¿Es correcto lo que acaba de ocurrir en la Corte Suprema? El viernes, la Corte decidió expulsar del sistema de justicia a un conjunto de jueces por mal comportamiento. Todos ellos viajaron fuera del país haciendo uso de una licencia médica, es de suponer, falsa.
Para saber cuán correcta fue esa decisión es posible adoptar dos puntos de vista distintos.
Uno de ellos se pregunta si acaso la decisión fue correcta desde el punto de vista moral o si se prefiere material. Dicho en términos coloquiales, se trata de saber si esos jueces merecían la sanción que se les aplicó. Puede llamarse a ese punto de vista el punto de vista de la justicia material.
El otro punto de vista es procedimental. No se pregunta por lo que se decidió, sino por el mecanismo o procedimiento seguido para adoptar la decisión.
Ahora bien, el derecho tiene la particularidad de que subordina la justicia material de la decisión a la justicia procedimental. Es decir, una decisión que se adopta siguiendo un procedimiento erróneo o sin ningún procedimiento debe estimarse injusta, aunque un criterio externo al derecho pueda aplaudir el fondo de la decisión que se adopta. Si se golpea a un delincuente en la calle, los espectadores pueden considerarlo justo y aplaudir; pero el derecho no puede admitir algo así, porque una decisión para ser jurídicamente justa debe ser adoptada mediante un procedimiento correcto.
Con esos conceptos se puede ahora analizar el caso de los jueces recién sancionados.
En este caso, no parece haber duda de que esos jueces merecían una sanción. Es obviamente reprochable obtener una licencia médica ideológicamente falsa para tomar vacaciones o viajar. Más si se trata de un juez sobre quien pesan deberes más exigentes que aquellos a los que debe someterse una persona común y corriente. ¿Significa eso entonces que hay que aplaudir la decisión adoptada por el máximo tribunal? No del todo, puesto que antes de irrumpir en aplausos hay que examinar si acaso la sanción decidida satisfizo las exigencias procedimentales que el derecho reclama.
Y ahí aparece un problema.
Porque las sanciones se fundan en el artículo 80 de la Constitución, el que si bien entrega a la Corte Suprema el deber de velar por el buen comportamiento de los jueces, no establece procedimiento alguno para hacerlo. ¿Significa eso que entonces la propia Corte ha de elaborar discrecionalmente ese procedimiento? Por supuesto que no. Como es fácil advertir, el órgano encargado de aplicar una sanción o medidas correctivas (como es el caso de la Corte, a la luz del artículo 80 de la Constitución) no puede ser el mismo que decida cuál es el procedimiento que habrá de seguir a la hora de ejercer ese deber. Y la razón para ello es de la máxima relevancia. Los jueces deben tener la garantía de la inamovilidad y ser removidos de sus cargos de manera excepcional y por causales y procedimientos también excepcionales, estrictamente reglados. Y lo ocurrido en este caso no cumple esa condición que está establecida en beneficio de la independencia de los jueces.

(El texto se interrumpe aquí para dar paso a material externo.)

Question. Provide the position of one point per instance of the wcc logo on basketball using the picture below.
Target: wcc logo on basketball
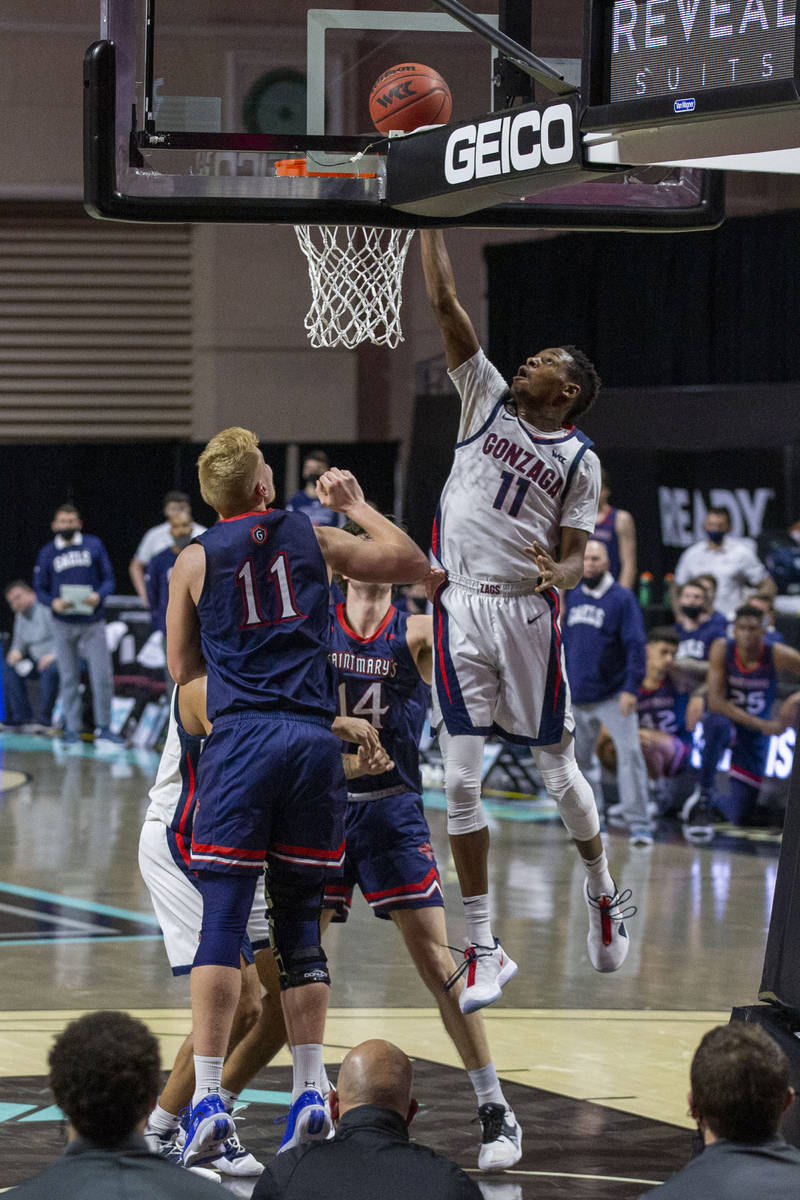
(400, 91)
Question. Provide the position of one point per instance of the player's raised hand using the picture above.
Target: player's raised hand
(373, 762)
(549, 573)
(356, 730)
(433, 581)
(338, 490)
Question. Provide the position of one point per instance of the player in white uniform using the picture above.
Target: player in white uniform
(513, 519)
(164, 846)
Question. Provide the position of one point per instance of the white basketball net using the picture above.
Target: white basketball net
(356, 276)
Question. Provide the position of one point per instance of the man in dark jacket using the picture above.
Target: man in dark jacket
(104, 1074)
(371, 1153)
(740, 1090)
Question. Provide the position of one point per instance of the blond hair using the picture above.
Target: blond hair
(227, 471)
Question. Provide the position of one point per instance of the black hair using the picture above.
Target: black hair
(583, 372)
(104, 1074)
(740, 1079)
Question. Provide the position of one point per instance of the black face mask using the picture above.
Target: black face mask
(591, 581)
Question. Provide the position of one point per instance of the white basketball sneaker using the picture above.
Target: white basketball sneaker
(607, 940)
(486, 970)
(500, 1138)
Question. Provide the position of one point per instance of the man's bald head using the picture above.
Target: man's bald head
(376, 1073)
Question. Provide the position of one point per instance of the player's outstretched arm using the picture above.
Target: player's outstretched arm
(184, 651)
(567, 571)
(419, 635)
(389, 556)
(457, 330)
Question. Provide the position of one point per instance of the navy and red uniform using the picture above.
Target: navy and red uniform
(606, 532)
(663, 708)
(388, 841)
(270, 777)
(755, 690)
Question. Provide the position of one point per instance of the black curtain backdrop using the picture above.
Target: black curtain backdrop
(119, 490)
(655, 310)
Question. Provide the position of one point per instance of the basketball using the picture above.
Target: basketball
(407, 96)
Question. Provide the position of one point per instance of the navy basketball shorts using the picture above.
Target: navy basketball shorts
(749, 756)
(389, 855)
(270, 785)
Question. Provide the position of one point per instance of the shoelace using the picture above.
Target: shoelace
(492, 1117)
(615, 901)
(471, 954)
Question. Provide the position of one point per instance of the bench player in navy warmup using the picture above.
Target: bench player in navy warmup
(383, 661)
(248, 601)
(513, 520)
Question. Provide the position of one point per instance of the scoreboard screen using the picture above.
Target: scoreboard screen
(659, 48)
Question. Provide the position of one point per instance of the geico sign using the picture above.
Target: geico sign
(506, 144)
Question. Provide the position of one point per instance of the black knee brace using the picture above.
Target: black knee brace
(294, 903)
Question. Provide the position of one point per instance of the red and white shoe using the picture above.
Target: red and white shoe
(607, 940)
(486, 971)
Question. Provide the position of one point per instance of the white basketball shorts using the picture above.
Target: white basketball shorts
(178, 903)
(499, 663)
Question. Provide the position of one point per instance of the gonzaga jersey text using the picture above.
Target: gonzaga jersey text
(379, 682)
(509, 485)
(264, 616)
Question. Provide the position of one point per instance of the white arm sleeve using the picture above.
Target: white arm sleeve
(480, 385)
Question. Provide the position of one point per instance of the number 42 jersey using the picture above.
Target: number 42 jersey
(378, 681)
(264, 616)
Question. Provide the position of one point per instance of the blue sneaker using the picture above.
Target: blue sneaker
(307, 1121)
(106, 737)
(209, 1127)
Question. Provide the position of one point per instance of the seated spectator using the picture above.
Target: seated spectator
(104, 1074)
(667, 717)
(741, 694)
(371, 1153)
(158, 538)
(697, 625)
(605, 649)
(31, 657)
(763, 601)
(160, 568)
(740, 1091)
(306, 501)
(73, 576)
(731, 561)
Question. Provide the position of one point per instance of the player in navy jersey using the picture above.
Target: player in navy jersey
(697, 625)
(743, 690)
(248, 604)
(383, 661)
(512, 525)
(617, 531)
(666, 715)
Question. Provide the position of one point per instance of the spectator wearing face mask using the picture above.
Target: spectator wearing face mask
(73, 576)
(731, 561)
(161, 567)
(306, 501)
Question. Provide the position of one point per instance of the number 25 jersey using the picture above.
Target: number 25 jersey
(509, 485)
(264, 616)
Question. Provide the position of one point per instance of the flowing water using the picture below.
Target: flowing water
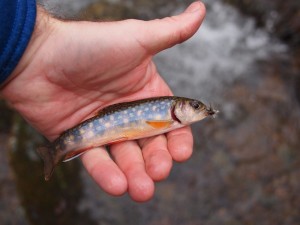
(246, 165)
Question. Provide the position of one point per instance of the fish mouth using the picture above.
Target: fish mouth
(211, 112)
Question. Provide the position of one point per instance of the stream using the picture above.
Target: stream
(245, 168)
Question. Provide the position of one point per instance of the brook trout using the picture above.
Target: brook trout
(121, 122)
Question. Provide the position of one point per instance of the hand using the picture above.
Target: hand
(72, 69)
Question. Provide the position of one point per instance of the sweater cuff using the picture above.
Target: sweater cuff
(17, 20)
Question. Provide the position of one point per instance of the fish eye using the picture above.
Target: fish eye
(195, 104)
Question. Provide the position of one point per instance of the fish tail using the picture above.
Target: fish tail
(47, 155)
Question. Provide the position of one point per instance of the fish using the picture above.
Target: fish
(121, 122)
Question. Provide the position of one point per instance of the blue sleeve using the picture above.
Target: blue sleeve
(17, 19)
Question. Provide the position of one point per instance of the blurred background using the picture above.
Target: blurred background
(245, 61)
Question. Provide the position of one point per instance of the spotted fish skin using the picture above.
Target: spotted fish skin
(121, 122)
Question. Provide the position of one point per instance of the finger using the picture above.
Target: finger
(180, 144)
(157, 35)
(129, 158)
(104, 171)
(158, 160)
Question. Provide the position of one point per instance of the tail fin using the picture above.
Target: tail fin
(49, 161)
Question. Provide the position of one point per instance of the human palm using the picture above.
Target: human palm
(73, 69)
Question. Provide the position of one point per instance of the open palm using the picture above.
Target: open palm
(73, 69)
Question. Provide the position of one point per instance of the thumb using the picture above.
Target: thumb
(160, 34)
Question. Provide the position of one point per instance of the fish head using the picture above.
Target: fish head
(188, 111)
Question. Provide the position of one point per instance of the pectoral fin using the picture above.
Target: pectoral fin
(158, 124)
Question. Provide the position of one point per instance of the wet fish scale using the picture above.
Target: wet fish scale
(124, 121)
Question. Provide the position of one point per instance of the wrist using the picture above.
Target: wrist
(41, 31)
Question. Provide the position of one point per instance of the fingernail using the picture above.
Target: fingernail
(194, 7)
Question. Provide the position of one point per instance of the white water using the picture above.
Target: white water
(226, 47)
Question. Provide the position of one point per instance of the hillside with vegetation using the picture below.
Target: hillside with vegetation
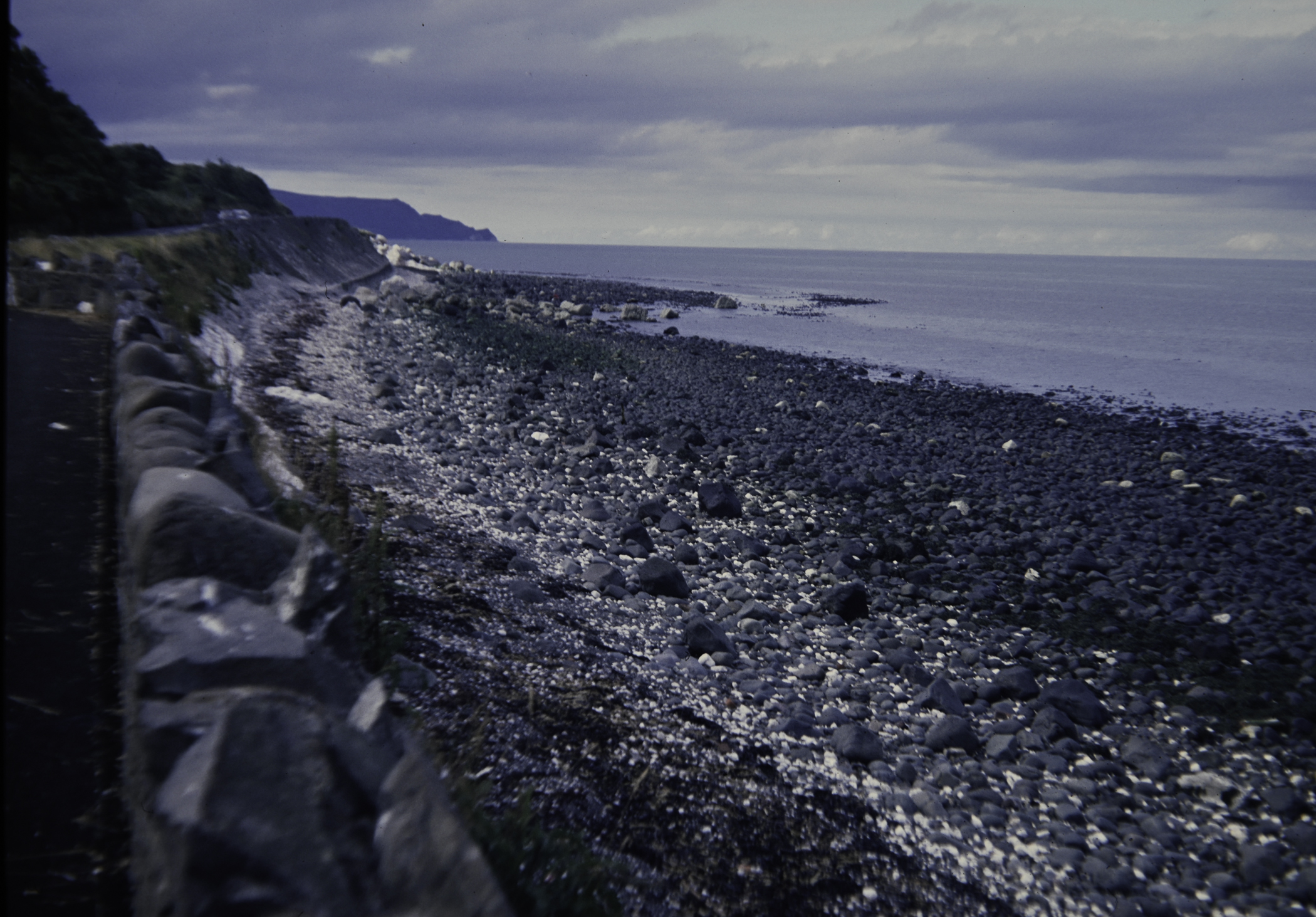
(65, 179)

Es verdad que desde el punto de vista de la justicia material la sanción aplicada por la Corte puede estimarse correcta, pero, como queda dicho, eso no basta desde el punto de vista del derecho. Era necesario que el procedimiento fuera el correcto, es decir, existiera con antelación y hubiere sido dictado por el Legislativo y no por el propio órgano a quien se confiere el deber de sancionar.
Porque ahora puede merecer aplausos lo que decidió la Corte, pero ¿qué ocurriría mañana si un liderazgo carismático gana adhesión y el pleno decide sancionar a jueces, ya no por licencias médicas, sino por estimar que sus actuaciones ciudadanas o sus opiniones razonadas o su forma de vida no equivalen a buen comportamiento? ¿En qué quedaría en ese caso la institución? ¿Y la seguridad que necesitan los jueces para ser imparciales? Se dirá que todo esto es una exageración porque los integrantes de la Corte son personas correctas y bien inspiradas, y, claro, no hay ninguna duda de eso; pero ello no basta porque, como recuerda Kant, la justicia no puede descansar solo en la rectitud moral, ella ha de poder aplicarse incluso en un pueblo de demonios.
Si la rectitud moral fuera suficiente el derecho estaría de más.